The disconnect between Barrymore’s appearance and his character was a serious handicap for me; indeed, I could have seen Melvyn Douglas, who played a rival for Cora’s affection, as a better choice to play George. Yet, Barrymore offered a kind of intensity that stayed kosher, and suggested the avarice of his profession without making it a stereotype of the grasping Jew. When he lathers over a potential $100,000 payday that would compromise a friend of his wife’s, his eyes could light half of Manhattan; however, like the doting Jewish husband, he lets the suit go to please Cora.
George has blinded himself to his real position in his family—Cora’s children from a previous marriage, Dorothy (Barbara Perry) and Richard Dwight (future director Richard Quine), disdain George and proudly declare their father is in Washington, DC, yet George persists in calling himself their father. When he learns that Cora is abandoning him, his despair goes a bit too big, but Wyler achieved the appropriate somberness by keeping Barrymore in the shadows and having Daniels interrupt his intended leap out a window in a very quick scene that doesn’t allow for too much mugging for the camera.

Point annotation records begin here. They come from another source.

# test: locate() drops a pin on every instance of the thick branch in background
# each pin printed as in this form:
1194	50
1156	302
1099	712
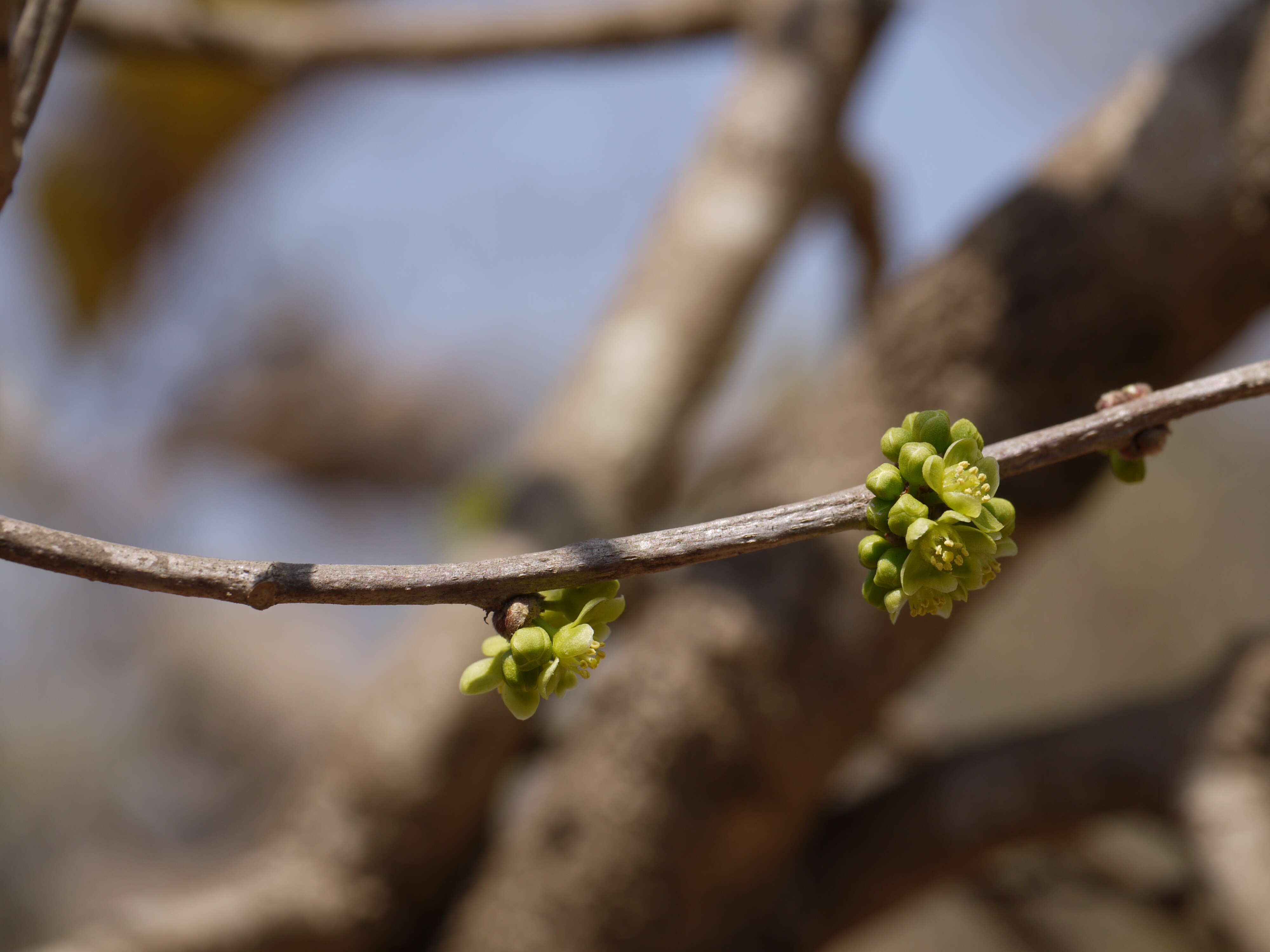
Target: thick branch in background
283	39
1227	804
413	845
666	337
705	748
946	818
490	583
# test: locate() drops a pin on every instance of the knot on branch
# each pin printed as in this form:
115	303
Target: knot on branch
1127	460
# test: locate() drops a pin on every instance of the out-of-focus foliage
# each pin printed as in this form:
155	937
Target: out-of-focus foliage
104	194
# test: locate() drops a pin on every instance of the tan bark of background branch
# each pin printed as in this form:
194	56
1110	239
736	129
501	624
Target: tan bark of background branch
694	775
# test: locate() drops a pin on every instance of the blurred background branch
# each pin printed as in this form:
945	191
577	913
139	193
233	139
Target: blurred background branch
283	39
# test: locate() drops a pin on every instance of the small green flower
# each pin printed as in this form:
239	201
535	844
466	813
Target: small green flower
566	643
963	479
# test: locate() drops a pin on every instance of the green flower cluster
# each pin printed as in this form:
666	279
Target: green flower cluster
562	640
940	525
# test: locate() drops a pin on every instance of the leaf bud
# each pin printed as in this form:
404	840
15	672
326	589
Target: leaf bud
873	595
872	549
933	427
516	614
887	577
531	647
886	482
895	440
911	460
905	512
877	513
482	676
965	430
495	645
1128	470
893	602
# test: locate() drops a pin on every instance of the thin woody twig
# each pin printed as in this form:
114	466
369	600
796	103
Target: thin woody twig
285	39
488	583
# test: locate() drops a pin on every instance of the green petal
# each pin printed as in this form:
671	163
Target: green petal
963	503
989	468
609	611
919	573
482	676
521	703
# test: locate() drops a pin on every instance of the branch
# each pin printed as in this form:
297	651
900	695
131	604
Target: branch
280	37
490	582
29	63
1227	805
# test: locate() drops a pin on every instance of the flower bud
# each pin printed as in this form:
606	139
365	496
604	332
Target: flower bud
905	512
495	645
877	513
523	703
911	460
886	482
872	549
531	647
1128	470
572	642
1004	511
482	676
933	427
873	595
893	440
965	430
893	602
888	568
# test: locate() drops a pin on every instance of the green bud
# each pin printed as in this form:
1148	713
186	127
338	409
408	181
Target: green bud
905	512
965	430
911	460
495	645
482	676
1128	470
531	647
888	568
886	482
877	513
893	602
933	427
573	642
892	442
872	549
514	675
1004	511
523	703
873	595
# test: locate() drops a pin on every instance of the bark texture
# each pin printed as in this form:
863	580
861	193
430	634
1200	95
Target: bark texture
698	771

Many small comic moments brighten the film. For example, when the adults who see Dorothy and Richard unfailingly exclaim, “my, how you’ve grown,” or words to that effect, not only does young Richard predict their comments, but he also adds, “What do they expect us to do? Get smaller?” Wise-cracking Bessie insults an inattentive boyfriend with, “Sure I missed you—like Booth missed Lincoln.” Middle-aged, ample secretary Goldie Rindskopf (Angela Jacobs) moves languidly through the office, her broad beam a vision of delight for the two Italians and a thoroughly refreshing, if superficial look at the sex appeal of an older woman.
Rice studied and practiced law for a short while, and his jaundiced view of the profession, from the emotional tricks and fake alibis that help lawyers get criminals acquitted, to the lobbying on behalf of big business and the flexible fees to cover losses, gets a full airing in the actions of George Simon. Class conflict is also well represented in the scenario, but anti-Semitism is only vaguely alluded to. Rice had seen the rise of the Nazis during a trip to Germany in 1932, but with only a few exceptions—most notably, the films of Frank Borzage—the studios stayed far away from the impending calamity; Counsellor at Law is no exception. Nonetheless, George Simon remains a fairly sympathetic character, and the subtext of presumed Aryan superiority represented by Cora and her set gives this film the kind of meat a thorough professional like Wyler could sink his teeth into.